Je le regarde, et je veux de toutes mes fibres croire à cette épopée romantique. Je veux croire que son silence au banquet était le plus grand et le plus douloureux des sacrifices. Je veux croire que cette lettre est la seule ombre entre nous. Mon amour est un voile que je rabats volontairement sur mes doutes. Pour moi, Alistair est le soleil, et sans lui, je crains de n'être qu'une ombre sans nom.

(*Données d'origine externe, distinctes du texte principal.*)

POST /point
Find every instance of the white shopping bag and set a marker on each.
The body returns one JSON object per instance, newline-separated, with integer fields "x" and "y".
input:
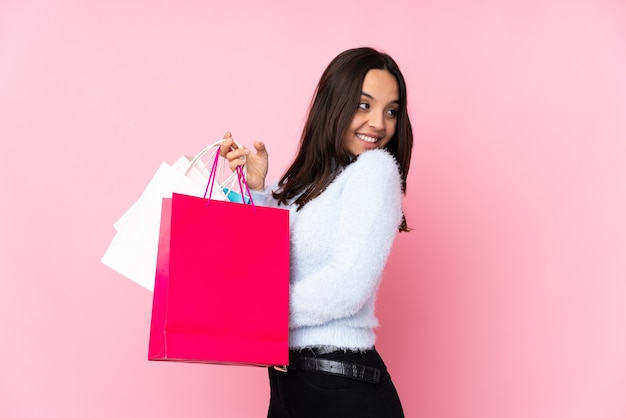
{"x": 133, "y": 250}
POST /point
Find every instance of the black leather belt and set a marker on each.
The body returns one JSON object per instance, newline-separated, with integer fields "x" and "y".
{"x": 340, "y": 368}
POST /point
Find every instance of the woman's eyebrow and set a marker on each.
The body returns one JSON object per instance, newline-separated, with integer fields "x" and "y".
{"x": 366, "y": 94}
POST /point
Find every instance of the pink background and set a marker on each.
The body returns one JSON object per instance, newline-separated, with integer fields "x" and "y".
{"x": 507, "y": 300}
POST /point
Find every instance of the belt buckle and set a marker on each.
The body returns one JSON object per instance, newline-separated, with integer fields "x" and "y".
{"x": 282, "y": 369}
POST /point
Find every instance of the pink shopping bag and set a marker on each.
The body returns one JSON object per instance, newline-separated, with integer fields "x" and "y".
{"x": 221, "y": 292}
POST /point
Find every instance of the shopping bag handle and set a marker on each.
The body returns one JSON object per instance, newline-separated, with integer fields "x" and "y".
{"x": 239, "y": 172}
{"x": 198, "y": 157}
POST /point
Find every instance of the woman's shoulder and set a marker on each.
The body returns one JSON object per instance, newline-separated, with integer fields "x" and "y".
{"x": 378, "y": 160}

« Je te crois, Alistair, » je souffle, me nichant contre son cou, cherchant l'odeur rassurante du musc sous celle de la peur qui l'imprègne. « Je serai l'actrice qu'il faut. Je serai tout ce que tu voudras pour nous sauver. »
Il me serre avec une force qui me coupe presque le souffle, comme s'il craignait que je m'évapore entre ses bras. Mais dans le silence oppressant du salon bleu, ma psychométrie capte une dernière note discordante, un murmure de la matière que je ne peux étouffer.
Le papier de la lettre, sous sa main, ne vibre pas seulement de peur pour moi. Il vibre d'une résolution glacée, d'un calcul politique millimétré qui ne ressemble en rien à la panique d'une fuite amoureuse. Mais je serre les dents, j'étouffe mon don, et je décide de préférer son mensonge doré à l'insupportable réalité de ma solitude.
« Promets-moi juste... que nous danserons ensemble sous les étoiles, » je murmure contre sa peau chaude.
« Je te le promets, Max. Sur ma vie, sur mon sang, sur tout ce que je possède. »
Il m'embrasse, et ce b****r a le goût d'un pacte solennel scellé dans le déni le plus total. Je suis de nouveau sa complice, ignorant avec obstination que je viens peut-être de lui remettre les clés de mes propres chaînes. Je ferme les yeux, savourant l'illusion d'une liberté prochaine, tandis que dehors, le vent d'Orynthia continue de hurler sur les remparts d'une prison dorée que je refuse encore de voir pour ce qu'elle est.